His father was motivated to run for Congress out of a desire to fight inequalities and racial prejudice, but Matsunaga said his generation is able to enjoy the fruits of that labor and concentrate on more current issues: global warming, struggles of working families and peace on the global level, as well as within individual families.
"These are the issues that help define me," he said.
His friend and former state Legislature colleague, Sen. Les Ihara, said Matsunaga is well-suited for Congress, with the intelligence and temperament to do the job. "He can analyze issues and subjects. He's quite smart and he's thoughtful. He does his homework.

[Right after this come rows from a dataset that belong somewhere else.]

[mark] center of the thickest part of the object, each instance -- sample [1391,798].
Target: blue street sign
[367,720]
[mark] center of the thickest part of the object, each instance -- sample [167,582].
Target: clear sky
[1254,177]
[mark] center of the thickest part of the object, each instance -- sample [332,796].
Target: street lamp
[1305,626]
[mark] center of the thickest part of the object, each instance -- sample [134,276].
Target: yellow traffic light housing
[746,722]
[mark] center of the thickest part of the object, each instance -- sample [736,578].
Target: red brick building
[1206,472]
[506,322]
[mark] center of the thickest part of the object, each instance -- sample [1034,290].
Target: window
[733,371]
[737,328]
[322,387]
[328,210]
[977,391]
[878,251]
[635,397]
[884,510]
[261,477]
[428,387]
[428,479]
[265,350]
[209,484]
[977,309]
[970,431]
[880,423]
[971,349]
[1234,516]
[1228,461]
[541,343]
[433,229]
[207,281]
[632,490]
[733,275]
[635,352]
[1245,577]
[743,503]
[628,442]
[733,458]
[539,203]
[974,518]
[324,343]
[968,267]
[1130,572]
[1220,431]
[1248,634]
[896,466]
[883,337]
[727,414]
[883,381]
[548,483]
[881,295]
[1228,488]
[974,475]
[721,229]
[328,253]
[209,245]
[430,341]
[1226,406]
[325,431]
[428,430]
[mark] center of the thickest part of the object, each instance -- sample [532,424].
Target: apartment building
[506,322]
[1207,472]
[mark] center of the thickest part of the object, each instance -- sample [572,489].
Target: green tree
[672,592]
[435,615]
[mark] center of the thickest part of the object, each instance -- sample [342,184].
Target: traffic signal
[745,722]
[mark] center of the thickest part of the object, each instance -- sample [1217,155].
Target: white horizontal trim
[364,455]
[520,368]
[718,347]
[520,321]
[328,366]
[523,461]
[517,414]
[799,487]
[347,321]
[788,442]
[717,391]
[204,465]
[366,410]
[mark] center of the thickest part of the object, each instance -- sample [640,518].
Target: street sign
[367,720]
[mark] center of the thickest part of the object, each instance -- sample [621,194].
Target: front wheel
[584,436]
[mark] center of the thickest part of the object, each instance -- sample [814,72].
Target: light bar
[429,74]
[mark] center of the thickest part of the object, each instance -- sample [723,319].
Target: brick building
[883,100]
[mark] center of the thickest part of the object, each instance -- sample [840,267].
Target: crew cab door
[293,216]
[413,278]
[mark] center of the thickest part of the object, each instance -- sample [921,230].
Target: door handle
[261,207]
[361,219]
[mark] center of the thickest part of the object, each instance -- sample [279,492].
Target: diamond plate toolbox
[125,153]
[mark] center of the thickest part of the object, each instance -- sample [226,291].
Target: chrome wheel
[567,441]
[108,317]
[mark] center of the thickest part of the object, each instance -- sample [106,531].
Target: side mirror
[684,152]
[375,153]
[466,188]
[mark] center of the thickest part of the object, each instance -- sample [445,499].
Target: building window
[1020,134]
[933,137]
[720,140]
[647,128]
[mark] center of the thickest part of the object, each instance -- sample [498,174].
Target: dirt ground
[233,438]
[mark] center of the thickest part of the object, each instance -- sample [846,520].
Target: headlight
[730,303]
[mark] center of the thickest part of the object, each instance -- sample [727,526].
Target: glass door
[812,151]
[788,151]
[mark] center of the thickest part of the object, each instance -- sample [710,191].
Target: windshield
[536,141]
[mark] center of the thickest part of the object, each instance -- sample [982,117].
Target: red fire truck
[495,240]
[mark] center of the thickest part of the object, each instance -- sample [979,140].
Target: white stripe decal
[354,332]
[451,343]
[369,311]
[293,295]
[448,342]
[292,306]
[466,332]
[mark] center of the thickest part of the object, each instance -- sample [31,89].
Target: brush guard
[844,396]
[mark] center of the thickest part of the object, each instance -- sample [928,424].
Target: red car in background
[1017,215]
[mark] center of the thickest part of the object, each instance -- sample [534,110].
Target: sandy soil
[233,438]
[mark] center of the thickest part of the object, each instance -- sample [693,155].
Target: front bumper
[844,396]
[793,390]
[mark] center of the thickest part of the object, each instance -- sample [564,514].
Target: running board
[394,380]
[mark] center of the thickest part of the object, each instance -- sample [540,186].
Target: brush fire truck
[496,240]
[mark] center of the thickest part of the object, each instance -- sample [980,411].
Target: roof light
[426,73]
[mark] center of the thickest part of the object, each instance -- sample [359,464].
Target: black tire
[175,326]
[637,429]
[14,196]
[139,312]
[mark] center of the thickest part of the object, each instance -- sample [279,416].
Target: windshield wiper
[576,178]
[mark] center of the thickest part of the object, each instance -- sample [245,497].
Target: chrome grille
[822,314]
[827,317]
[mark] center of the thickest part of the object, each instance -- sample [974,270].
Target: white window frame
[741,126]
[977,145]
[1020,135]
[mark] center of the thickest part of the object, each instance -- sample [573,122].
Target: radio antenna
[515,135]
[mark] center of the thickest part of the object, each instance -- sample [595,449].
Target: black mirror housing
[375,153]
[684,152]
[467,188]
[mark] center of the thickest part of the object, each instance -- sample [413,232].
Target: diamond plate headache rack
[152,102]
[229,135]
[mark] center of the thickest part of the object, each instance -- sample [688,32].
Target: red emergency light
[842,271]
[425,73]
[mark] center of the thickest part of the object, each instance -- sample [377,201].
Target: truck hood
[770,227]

He doesn't flinch from the tough issues," he said.
He said Matsunaga has been guided by values, rather than personal interest, and is able to work with others even if they disagreed with him.
"Wherever people stood, he understood their views," Ihara said.
During his 10 years in office, Matsunaga said he led the push to deregulate the telecom industry, making more choices and better prices available for mobile phone users.
After voters gave a thumbs-down to same-sex marriage, Matsunaga helped pass a package of 60 rights and benefits for "reciprocal beneficiaries," couples who can't legally marry.
Organizations such as the Mental Health Association of Hawai'i, the Domestic Violence Clearinghouse and Legal Hotline and Mothers Against Drunk Driving have given him accolades for his work as a legislator.
State Sen. Suzanne Chun Oakland, who also served with Matsunaga, said he dealt with issues fairly when he was co-chairman of the Judiciary Committee.
"Matt is very progressive and open to new ideas and has a real strength in the environmental area," she said. "He has a lot of energy."